There were 27 deaths; three deaths occurred after the change to hemodialysis (HD) (subjects died within 3 months after HD) and were counted as events during survival analysis. The overall 30-month survival (Kaplan-Meier curves) times were significantly different among the tertiles of PP (P < 0.05). Increased PP was significantly associated with overall mortality regardless of adjustment for systolic blood pressure (SBP) or diastolic blood pressure (DBP).

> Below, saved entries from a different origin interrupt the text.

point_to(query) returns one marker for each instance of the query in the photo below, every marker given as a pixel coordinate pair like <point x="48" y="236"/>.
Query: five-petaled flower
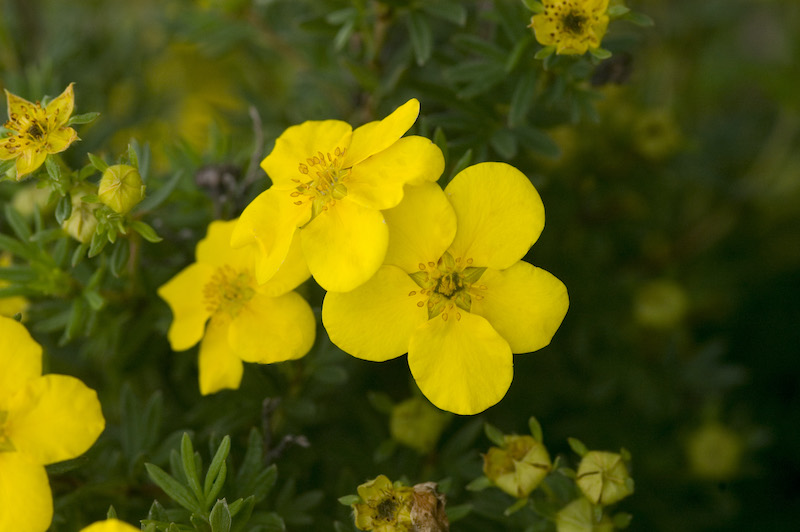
<point x="329" y="186"/>
<point x="246" y="321"/>
<point x="36" y="131"/>
<point x="43" y="419"/>
<point x="571" y="26"/>
<point x="454" y="293"/>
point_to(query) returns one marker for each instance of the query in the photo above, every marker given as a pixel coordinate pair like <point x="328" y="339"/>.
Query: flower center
<point x="5" y="440"/>
<point x="228" y="291"/>
<point x="447" y="285"/>
<point x="322" y="182"/>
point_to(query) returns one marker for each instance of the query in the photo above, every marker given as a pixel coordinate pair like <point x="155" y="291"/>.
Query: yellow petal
<point x="378" y="182"/>
<point x="60" y="139"/>
<point x="421" y="228"/>
<point x="215" y="249"/>
<point x="20" y="358"/>
<point x="301" y="142"/>
<point x="26" y="504"/>
<point x="28" y="161"/>
<point x="184" y="295"/>
<point x="376" y="320"/>
<point x="461" y="365"/>
<point x="218" y="365"/>
<point x="110" y="525"/>
<point x="270" y="222"/>
<point x="500" y="215"/>
<point x="376" y="136"/>
<point x="345" y="245"/>
<point x="60" y="108"/>
<point x="271" y="329"/>
<point x="525" y="304"/>
<point x="54" y="405"/>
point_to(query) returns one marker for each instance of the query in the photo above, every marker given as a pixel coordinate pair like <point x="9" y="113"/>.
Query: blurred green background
<point x="670" y="175"/>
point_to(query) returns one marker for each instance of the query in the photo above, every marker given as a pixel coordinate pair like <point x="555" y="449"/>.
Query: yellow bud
<point x="603" y="477"/>
<point x="81" y="223"/>
<point x="518" y="467"/>
<point x="121" y="188"/>
<point x="579" y="516"/>
<point x="417" y="424"/>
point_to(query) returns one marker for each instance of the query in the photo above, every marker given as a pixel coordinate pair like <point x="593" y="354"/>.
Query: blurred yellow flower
<point x="571" y="26"/>
<point x="329" y="186"/>
<point x="37" y="131"/>
<point x="43" y="419"/>
<point x="454" y="293"/>
<point x="110" y="525"/>
<point x="246" y="321"/>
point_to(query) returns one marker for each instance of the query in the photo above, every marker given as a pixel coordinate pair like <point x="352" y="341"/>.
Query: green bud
<point x="518" y="467"/>
<point x="121" y="188"/>
<point x="603" y="477"/>
<point x="82" y="223"/>
<point x="417" y="424"/>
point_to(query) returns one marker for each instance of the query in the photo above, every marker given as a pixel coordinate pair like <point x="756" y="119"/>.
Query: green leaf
<point x="220" y="518"/>
<point x="349" y="500"/>
<point x="172" y="488"/>
<point x="494" y="434"/>
<point x="421" y="37"/>
<point x="147" y="232"/>
<point x="577" y="446"/>
<point x="97" y="162"/>
<point x="535" y="428"/>
<point x="448" y="10"/>
<point x="85" y="118"/>
<point x="63" y="209"/>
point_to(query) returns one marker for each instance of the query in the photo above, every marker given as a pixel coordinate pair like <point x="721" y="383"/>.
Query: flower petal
<point x="60" y="108"/>
<point x="301" y="142"/>
<point x="27" y="503"/>
<point x="20" y="358"/>
<point x="376" y="320"/>
<point x="461" y="365"/>
<point x="500" y="215"/>
<point x="525" y="304"/>
<point x="60" y="139"/>
<point x="421" y="228"/>
<point x="374" y="137"/>
<point x="270" y="222"/>
<point x="273" y="329"/>
<point x="345" y="245"/>
<point x="218" y="365"/>
<point x="378" y="181"/>
<point x="184" y="295"/>
<point x="54" y="404"/>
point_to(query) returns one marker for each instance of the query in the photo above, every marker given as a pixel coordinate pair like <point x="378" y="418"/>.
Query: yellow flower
<point x="37" y="131"/>
<point x="110" y="525"/>
<point x="384" y="507"/>
<point x="459" y="301"/>
<point x="10" y="306"/>
<point x="43" y="419"/>
<point x="518" y="467"/>
<point x="571" y="26"/>
<point x="246" y="321"/>
<point x="329" y="186"/>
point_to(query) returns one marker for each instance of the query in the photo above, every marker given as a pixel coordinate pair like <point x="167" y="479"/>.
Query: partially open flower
<point x="518" y="467"/>
<point x="603" y="477"/>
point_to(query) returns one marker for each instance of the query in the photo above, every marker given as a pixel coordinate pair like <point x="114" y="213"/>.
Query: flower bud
<point x="714" y="452"/>
<point x="121" y="188"/>
<point x="417" y="424"/>
<point x="385" y="506"/>
<point x="518" y="467"/>
<point x="603" y="477"/>
<point x="580" y="516"/>
<point x="82" y="223"/>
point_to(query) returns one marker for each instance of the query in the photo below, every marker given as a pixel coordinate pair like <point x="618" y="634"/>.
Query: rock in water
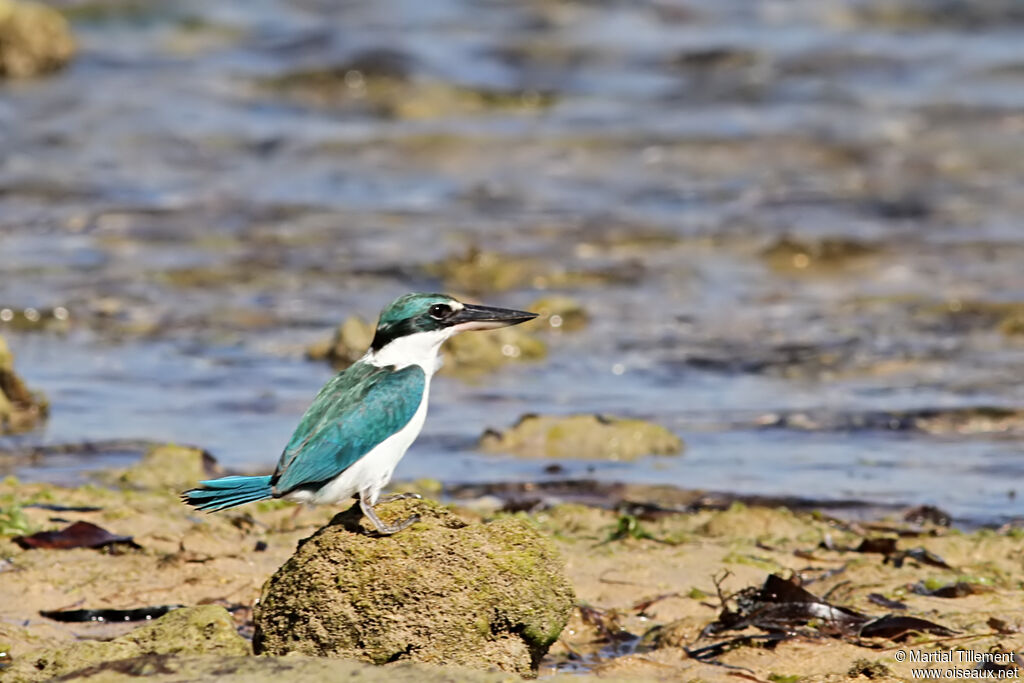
<point x="19" y="408"/>
<point x="34" y="39"/>
<point x="442" y="591"/>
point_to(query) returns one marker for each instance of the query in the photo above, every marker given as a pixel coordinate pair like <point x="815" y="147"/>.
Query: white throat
<point x="416" y="349"/>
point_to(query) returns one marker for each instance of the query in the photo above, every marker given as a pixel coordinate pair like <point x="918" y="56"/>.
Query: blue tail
<point x="227" y="492"/>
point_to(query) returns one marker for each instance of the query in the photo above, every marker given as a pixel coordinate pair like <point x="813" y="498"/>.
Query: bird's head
<point x="434" y="317"/>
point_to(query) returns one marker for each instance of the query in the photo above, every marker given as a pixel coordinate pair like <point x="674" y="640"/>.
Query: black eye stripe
<point x="440" y="310"/>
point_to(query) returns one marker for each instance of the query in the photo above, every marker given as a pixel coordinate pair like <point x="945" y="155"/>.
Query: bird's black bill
<point x="472" y="316"/>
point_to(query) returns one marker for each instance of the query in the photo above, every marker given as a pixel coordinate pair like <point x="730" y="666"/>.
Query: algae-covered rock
<point x="215" y="669"/>
<point x="560" y="312"/>
<point x="585" y="436"/>
<point x="384" y="83"/>
<point x="166" y="467"/>
<point x="440" y="592"/>
<point x="791" y="254"/>
<point x="465" y="353"/>
<point x="203" y="630"/>
<point x="740" y="521"/>
<point x="19" y="408"/>
<point x="34" y="39"/>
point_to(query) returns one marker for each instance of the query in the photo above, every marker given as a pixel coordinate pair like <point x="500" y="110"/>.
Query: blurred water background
<point x="796" y="226"/>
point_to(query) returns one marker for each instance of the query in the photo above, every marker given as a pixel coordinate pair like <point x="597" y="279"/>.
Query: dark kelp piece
<point x="784" y="609"/>
<point x="79" y="615"/>
<point x="79" y="535"/>
<point x="961" y="589"/>
<point x="898" y="628"/>
<point x="883" y="601"/>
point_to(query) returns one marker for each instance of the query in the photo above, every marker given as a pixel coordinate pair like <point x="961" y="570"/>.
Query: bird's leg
<point x="398" y="497"/>
<point x="382" y="528"/>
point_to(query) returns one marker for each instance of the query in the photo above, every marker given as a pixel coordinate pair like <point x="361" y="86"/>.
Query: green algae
<point x="583" y="436"/>
<point x="443" y="591"/>
<point x="560" y="312"/>
<point x="796" y="255"/>
<point x="207" y="629"/>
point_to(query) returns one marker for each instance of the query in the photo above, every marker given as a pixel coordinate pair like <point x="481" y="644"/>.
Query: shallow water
<point x="205" y="214"/>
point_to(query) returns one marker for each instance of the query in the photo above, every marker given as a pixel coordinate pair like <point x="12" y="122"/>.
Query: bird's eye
<point x="439" y="311"/>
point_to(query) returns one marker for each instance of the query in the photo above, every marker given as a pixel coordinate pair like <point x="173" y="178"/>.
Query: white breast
<point x="372" y="472"/>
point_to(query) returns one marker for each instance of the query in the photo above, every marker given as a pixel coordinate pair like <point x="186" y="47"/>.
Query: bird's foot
<point x="398" y="497"/>
<point x="383" y="528"/>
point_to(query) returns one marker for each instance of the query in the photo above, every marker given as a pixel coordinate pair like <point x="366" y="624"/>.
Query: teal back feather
<point x="355" y="411"/>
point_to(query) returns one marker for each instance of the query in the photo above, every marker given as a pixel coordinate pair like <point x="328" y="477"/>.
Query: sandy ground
<point x="646" y="588"/>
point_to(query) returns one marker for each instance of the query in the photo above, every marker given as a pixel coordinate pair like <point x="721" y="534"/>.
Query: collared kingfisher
<point x="363" y="421"/>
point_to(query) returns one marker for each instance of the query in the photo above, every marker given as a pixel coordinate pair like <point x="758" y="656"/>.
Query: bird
<point x="365" y="418"/>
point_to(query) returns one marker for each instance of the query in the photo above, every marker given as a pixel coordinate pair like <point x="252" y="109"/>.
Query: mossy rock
<point x="443" y="591"/>
<point x="34" y="39"/>
<point x="166" y="467"/>
<point x="583" y="436"/>
<point x="793" y="255"/>
<point x="20" y="409"/>
<point x="560" y="312"/>
<point x="203" y="630"/>
<point x="467" y="353"/>
<point x="740" y="521"/>
<point x="214" y="669"/>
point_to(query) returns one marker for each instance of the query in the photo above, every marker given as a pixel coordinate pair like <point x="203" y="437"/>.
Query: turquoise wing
<point x="353" y="413"/>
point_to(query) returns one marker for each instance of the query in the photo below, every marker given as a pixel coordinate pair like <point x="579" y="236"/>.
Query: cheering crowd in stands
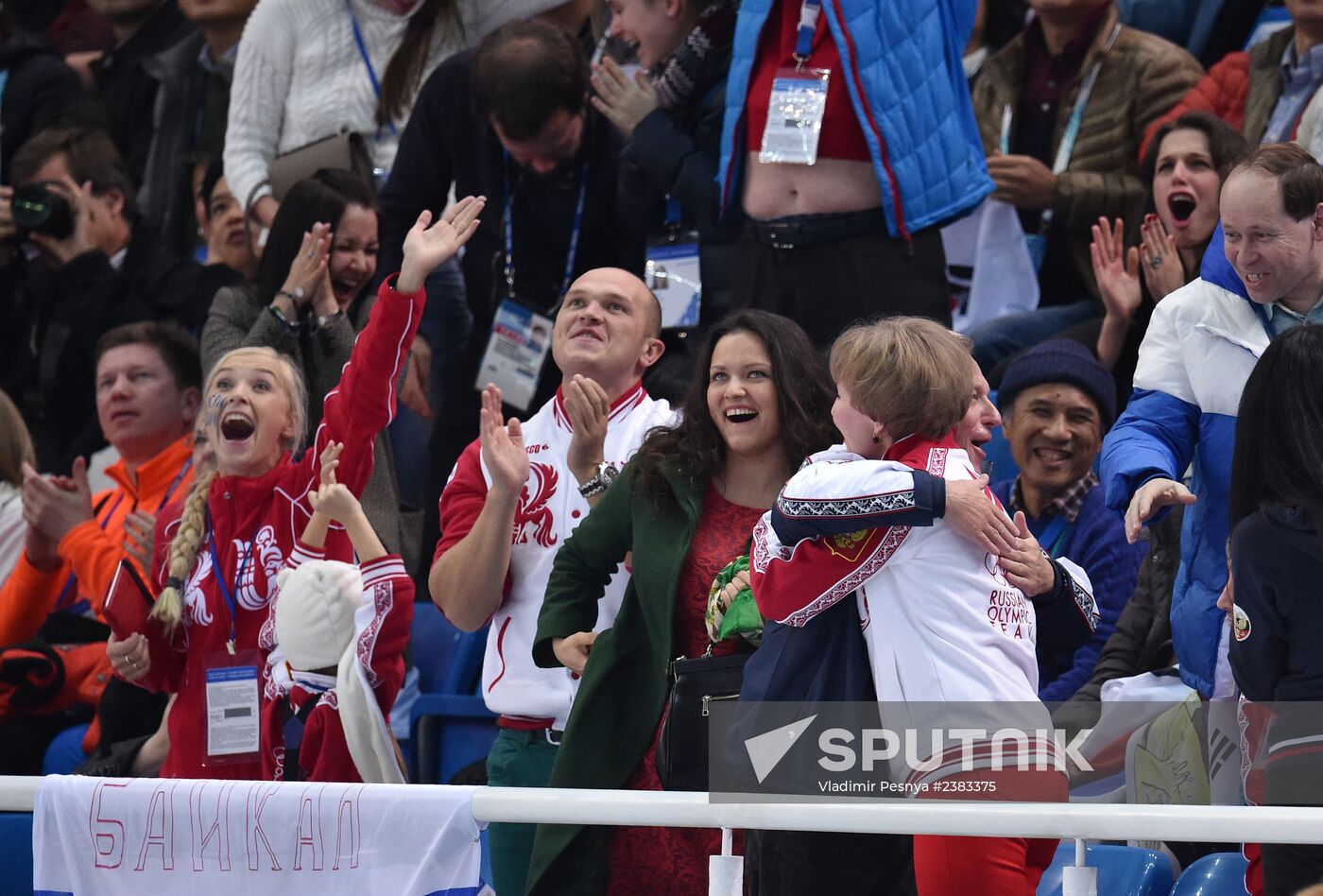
<point x="313" y="304"/>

PP may be the most consistent blood pressure indicator of mortality risk. All-cause mortality events in PD patients are more related to pulsatile stress caused by the stiffness of large arteries during systole (reflected in a rise of PP) than to steady-state stress stemming from resistance during diastole (reflected in a rise of SBP and DBP).
脉压(PP)是潜在心血管疾病患者心血管和/或全因死亡率的独立预测指标。我们研究了PP是否可用于预测腹膜透析(PD)患者的总体死亡率。
我们研究了153例患有终末期肾病的PD患者(平均年龄54.5±14.2岁)。连续3个月每月测量PP。在第三次测量PP时,收集基线人口统计学、临床、生化和透析数据。根据平均PP将患者分为三分位数,并使用Cox回归评估血压参数与30个月随访期间全因死亡率之间的关系。
共有27例死亡;3例死亡发生在转为血液透析(HD)后(患者在HD后3个月内死亡),在生存分析中被计为事件。PP三分位数之间的总体30个月生存率(Kaplan-Meier曲线)时间有显著差异(P<0.05)。无论收缩压(SBP)或舒张压(DBP)如何调整,PP升高均与总体死亡率显著相关。
PP可能是死亡率风险最一致的血压指标。PD患者的全因死亡事件与收缩期大动脉僵硬引起的搏动性应激(反映为PP升高)的关系比与舒张期阻力引起的稳态应激(反映为SBP和DBP升高)的关系更大。